Jones and Rojo, both had superb games. Jones made 6 clearances, 5 interceptions and 4 blocks. He won 100% of his aerial duels. Rojo made 16 clearances, 4 interceptions and 4 blocks.
On 72 minutes Mourinho made his first change replacing the disappointing Martial with Rashford, presumably with the threat of his pace on the break in mind. The key point about the second half was that whilst Spurs seemed to be controlling possession and dictating the game United controlled space. Despite this it seemed that United would need to score again to win the game. Spurs seemed to be gradually cranking up the pressure and given United recent history it seemed unlikely that they would hold out. On 83 minutes Nkoudou replaced Eriksen. Spurs removing both Ericksen and Son demonstrated that the Spurs three behind Kane had not really functioned effectively. They had provided neat football but had rarely hurt United and with Spurs full backs failing to get forward for most of the game Spurs had not really hurt United.
Carrick action areas, he helped to control team shape and space throughout the game
United did have a number of good chances to break and on one such occasion Rose foul on Mkhitaryan meant that United were forced into a second substitution. He was replaced by Bailly on 85 minutes; Bailly positioned himself in front of the defence with Herrera moving further forward. There was a prolonged break in play due to Mkhitaryan’s injury and this seemed to disrupt Tottenham’s attacking rhythm just their pressure on United was mounting. This probably helped United.
On 90 minutes Fellaini replaced Herrera. The referee allowed six minutes of injury time but United were able to see out the game.
A home win in the league at last; the first since the win over Leicester City on the 24th September. The win sees United go with three points of their opponents here. United need to start winning consecutive league games however if they are going to make an impression on those above them.

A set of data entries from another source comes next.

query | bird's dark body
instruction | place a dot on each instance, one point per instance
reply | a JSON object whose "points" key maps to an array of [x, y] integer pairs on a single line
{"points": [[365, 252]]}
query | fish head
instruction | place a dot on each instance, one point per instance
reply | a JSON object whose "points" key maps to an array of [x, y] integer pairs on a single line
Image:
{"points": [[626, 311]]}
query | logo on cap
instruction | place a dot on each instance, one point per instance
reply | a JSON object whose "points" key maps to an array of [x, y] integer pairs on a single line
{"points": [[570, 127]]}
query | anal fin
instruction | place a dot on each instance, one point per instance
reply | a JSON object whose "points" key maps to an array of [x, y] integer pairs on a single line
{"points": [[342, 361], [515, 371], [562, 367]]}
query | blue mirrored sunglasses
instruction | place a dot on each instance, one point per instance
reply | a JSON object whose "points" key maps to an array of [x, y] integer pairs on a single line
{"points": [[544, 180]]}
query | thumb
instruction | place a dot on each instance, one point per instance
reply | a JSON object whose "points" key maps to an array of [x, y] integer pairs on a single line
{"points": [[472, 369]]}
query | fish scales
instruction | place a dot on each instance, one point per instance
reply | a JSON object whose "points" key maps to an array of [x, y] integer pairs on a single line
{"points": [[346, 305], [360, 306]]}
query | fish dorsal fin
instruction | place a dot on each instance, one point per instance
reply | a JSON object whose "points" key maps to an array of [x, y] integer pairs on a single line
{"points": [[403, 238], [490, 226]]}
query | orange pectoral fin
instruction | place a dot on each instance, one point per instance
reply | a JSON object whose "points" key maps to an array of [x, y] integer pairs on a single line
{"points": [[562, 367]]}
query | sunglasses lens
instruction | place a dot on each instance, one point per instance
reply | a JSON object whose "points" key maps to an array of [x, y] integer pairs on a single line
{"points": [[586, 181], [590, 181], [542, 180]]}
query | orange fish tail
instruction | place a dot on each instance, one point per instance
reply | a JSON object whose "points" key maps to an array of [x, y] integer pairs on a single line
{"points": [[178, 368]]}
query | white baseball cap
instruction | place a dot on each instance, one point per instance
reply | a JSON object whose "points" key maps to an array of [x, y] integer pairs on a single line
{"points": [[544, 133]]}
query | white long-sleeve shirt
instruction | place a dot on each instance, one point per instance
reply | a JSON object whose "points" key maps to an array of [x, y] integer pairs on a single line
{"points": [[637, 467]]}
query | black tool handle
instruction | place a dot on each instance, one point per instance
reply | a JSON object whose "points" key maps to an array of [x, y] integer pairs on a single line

This was a very enjoyable game, not just because United won but because Tottenham are a good side who are tactically astute. A game of cat and mouse at times, both sides had periods in the ascendency and both sides should probably have scored more. Mourinho adopted a 4-3-3 which allowed United to press Spurs and they were often successful in winning the ball in high areas. United then played very well in transition creating good chances. If Spurs held the ball and beat the press United would then drop back into a low block. This worked really well and Tottenham as a consequence had few chances until later in the match when United perhaps dropped a little too deep. On this occasion, unlike in other recent games they got away with it.
In this game one felt that the balance of the team was right. Jones and Rojo played well, Herrera lead the press and Mkhitaryan provided pace and vision, especially in transition phases. Ibrahimovic lead the line and did not drop as deep as he has on other occasions. The use of the 4-3-3 worked for United with a midfield three ensuring United were never outnumbered in the middle of the pitch. As ever Carrick controlled the team shape. A tight game but a good win.